Eastern hemlock contains tannins (organic compounds), which are responsible for some of its medicinal properties. The bark has astringent properties, and the leaves contain significant amounts of vitamin C.
Traditionally, Eastern hemlock was used to treat digestive disorders, mouth/throat disorders, and diarrhea.
Although the Eastern hemlock is primarily used for lumber today, Native Americans used the tree's cambium (the tissue in a plant that produces new cells) in breads, soups and pemmican (dried, pounded meat mixed with fat and berries). Early settlers also used the tree in dying wool and tanning leather.
These uses have been tested in humans or animals. Safety and effectiveness have not always been proven. Some of these conditions are potentially serious, and should be evaluated by a qualified healthcare provider.
* Key to grades
A: Strong scientific evidence for this use B: Good scientific evidence for this use C: Unclear scientific evidence for this use D: Fair scientific evidence for this use (it may not work) F: Strong scientific evidence against this use (it likley does not work)
Tradition / Theory
The below uses are based on tradition, scientific theories, or limited research. They often have not been thoroughly tested in humans, and safety and effectiveness have not always been proven. Some of these conditions are potentially serious, and should be evaluated by a qualified healthcare provider. There may be other proposed uses that are not listed below.
Anti-inflammatory, aromatherapy, astringent, diaphoretic (promotes sweating), diarrhea, digestive disorders, diuretic, gastrointestinal distress, liniment (medicinal liquid for massage), mouth and throat inflammation, rheumatic pain, scurvy (vitamin C deficiency).

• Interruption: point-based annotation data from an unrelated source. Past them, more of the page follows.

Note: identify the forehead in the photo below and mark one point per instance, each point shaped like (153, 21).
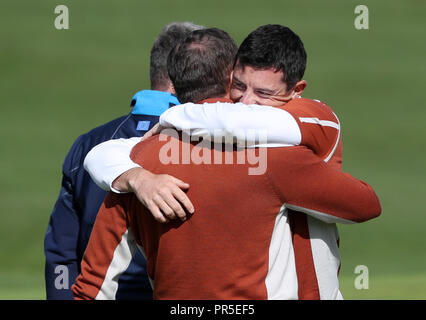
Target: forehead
(264, 78)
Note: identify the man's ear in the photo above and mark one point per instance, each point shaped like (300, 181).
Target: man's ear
(298, 88)
(231, 77)
(171, 88)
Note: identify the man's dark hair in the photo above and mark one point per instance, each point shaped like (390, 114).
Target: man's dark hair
(200, 67)
(274, 46)
(170, 36)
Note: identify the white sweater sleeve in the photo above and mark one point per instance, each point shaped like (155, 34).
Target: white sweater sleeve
(235, 120)
(108, 160)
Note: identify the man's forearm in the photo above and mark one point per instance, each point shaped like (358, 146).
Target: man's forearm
(108, 160)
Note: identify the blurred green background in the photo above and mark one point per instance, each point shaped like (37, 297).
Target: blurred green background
(58, 84)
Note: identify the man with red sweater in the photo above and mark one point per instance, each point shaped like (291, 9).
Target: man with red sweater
(241, 243)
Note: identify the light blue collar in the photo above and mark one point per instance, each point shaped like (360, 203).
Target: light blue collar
(152, 102)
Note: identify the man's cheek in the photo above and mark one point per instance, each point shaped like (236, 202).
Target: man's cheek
(236, 95)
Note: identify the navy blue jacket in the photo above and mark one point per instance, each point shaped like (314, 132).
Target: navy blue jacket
(77, 206)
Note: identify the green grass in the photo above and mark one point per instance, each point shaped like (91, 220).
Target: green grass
(55, 85)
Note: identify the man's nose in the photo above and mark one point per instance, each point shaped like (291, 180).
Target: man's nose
(248, 98)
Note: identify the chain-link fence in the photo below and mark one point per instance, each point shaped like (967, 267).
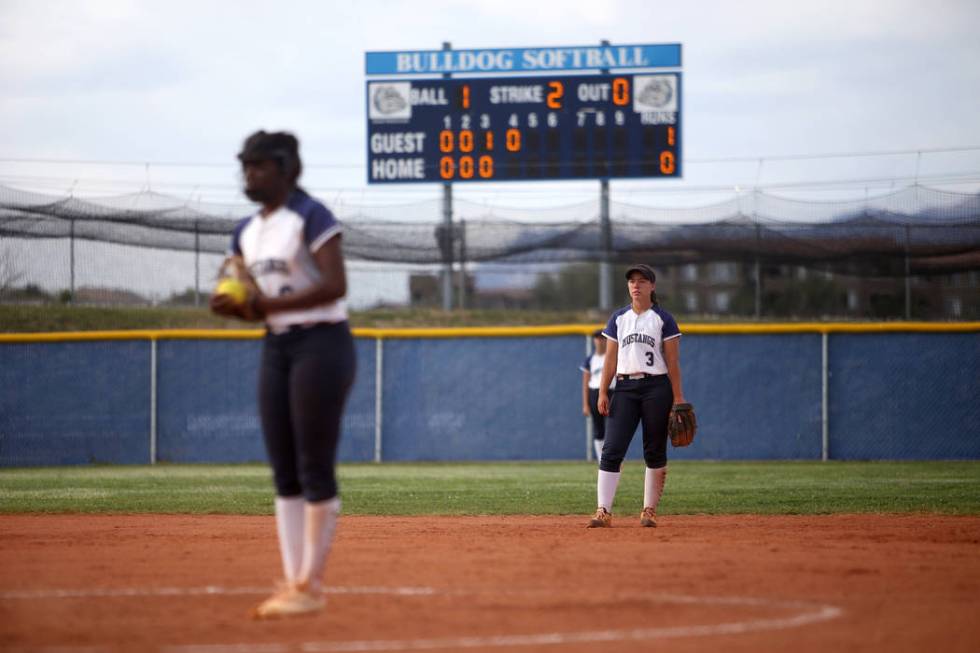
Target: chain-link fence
(912, 254)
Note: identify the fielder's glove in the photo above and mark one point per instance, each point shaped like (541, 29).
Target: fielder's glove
(682, 425)
(236, 292)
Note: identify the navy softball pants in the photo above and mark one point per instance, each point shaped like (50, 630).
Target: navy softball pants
(647, 401)
(305, 377)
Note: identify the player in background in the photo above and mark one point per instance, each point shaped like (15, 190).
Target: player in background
(591, 374)
(643, 354)
(291, 247)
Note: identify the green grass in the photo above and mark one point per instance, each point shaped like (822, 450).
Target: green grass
(507, 488)
(39, 318)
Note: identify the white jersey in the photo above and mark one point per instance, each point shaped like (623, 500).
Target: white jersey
(641, 339)
(593, 365)
(278, 250)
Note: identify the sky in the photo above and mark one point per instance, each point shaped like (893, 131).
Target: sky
(159, 95)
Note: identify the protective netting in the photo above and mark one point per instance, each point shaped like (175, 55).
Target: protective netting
(160, 247)
(938, 231)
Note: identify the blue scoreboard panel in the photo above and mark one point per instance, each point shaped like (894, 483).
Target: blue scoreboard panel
(524, 128)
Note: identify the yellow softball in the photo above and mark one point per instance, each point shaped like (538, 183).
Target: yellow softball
(233, 288)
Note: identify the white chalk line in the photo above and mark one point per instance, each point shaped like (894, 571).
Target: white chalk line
(208, 590)
(806, 614)
(810, 614)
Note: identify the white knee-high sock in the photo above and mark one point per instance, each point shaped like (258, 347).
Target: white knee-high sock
(606, 488)
(321, 522)
(289, 526)
(653, 486)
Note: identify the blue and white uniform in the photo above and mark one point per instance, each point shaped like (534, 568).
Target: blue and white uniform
(278, 250)
(643, 391)
(308, 359)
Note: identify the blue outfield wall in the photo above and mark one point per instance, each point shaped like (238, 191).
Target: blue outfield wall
(759, 396)
(65, 403)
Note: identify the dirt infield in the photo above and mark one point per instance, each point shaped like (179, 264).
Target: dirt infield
(184, 584)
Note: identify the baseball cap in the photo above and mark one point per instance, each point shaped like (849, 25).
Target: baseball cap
(264, 145)
(643, 269)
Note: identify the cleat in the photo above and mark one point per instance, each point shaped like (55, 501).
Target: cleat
(288, 602)
(648, 518)
(601, 519)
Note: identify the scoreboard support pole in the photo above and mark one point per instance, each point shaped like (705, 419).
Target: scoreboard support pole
(605, 262)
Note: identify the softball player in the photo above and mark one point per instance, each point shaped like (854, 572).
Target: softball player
(643, 354)
(591, 374)
(291, 247)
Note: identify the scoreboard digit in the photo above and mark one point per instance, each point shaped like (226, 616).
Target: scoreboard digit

The U.S. Food and Drug Administration does not strictly regulate herbs and supplements. There is no guarantee of strength, purity or safety of products, and effects may vary. You should always read product labels. If you have a medical condition, or are taking other drugs, herbs, or supplements, you should speak with a qualified healthcare provider before starting a new therapy. Consult a healthcare provider immediately if you experience side effects.
Avoid in individuals with a known allergy or hypersensitivity to Eastern hemlock.
Side Effects and Warnings
Little information is available on the adverse effects of Eastern hemlock. However, due to its high tannin content, Eastern hemlock may cause gastrointestinal upset, necrosis (tissue death) of the liver or kidney damage. Eastern hemlock is possibly unsafe when used in patients with impaired liver or kidney function.
Pregnancy and Breastfeeding
Eastern hemlock is not recommended in pregnant or breastfeeding women due to a lack of available scientific evidence.
Theoretically, concomitant ingestion may cause precipitation of some drugs due to the high tannin content of Eastern hemlock. Consult with a qualified healthcare professional, including a pharmacist, to check for any interactions.
Interactions with Herbs and Dietary Supplements
Theoretically, concomitant ingestion may cause precipitation of some herbs due to the high tannin content of Eastern hemlock. Consult with a qualified healthcare professional, including a pharmacist, to check for any interactions.
The information in this monograph is intended for informational purposes only, and is meant to help users better understand health concerns. Information is based on review of scientific research data, historical practice patterns, and clinical experience. This information should not be interpreted as specific medical advice. Users should consult with a qualified healthcare provider for specific questions regarding therapies, diagnosis and/or health conditions, prior to making therapeutic decisions.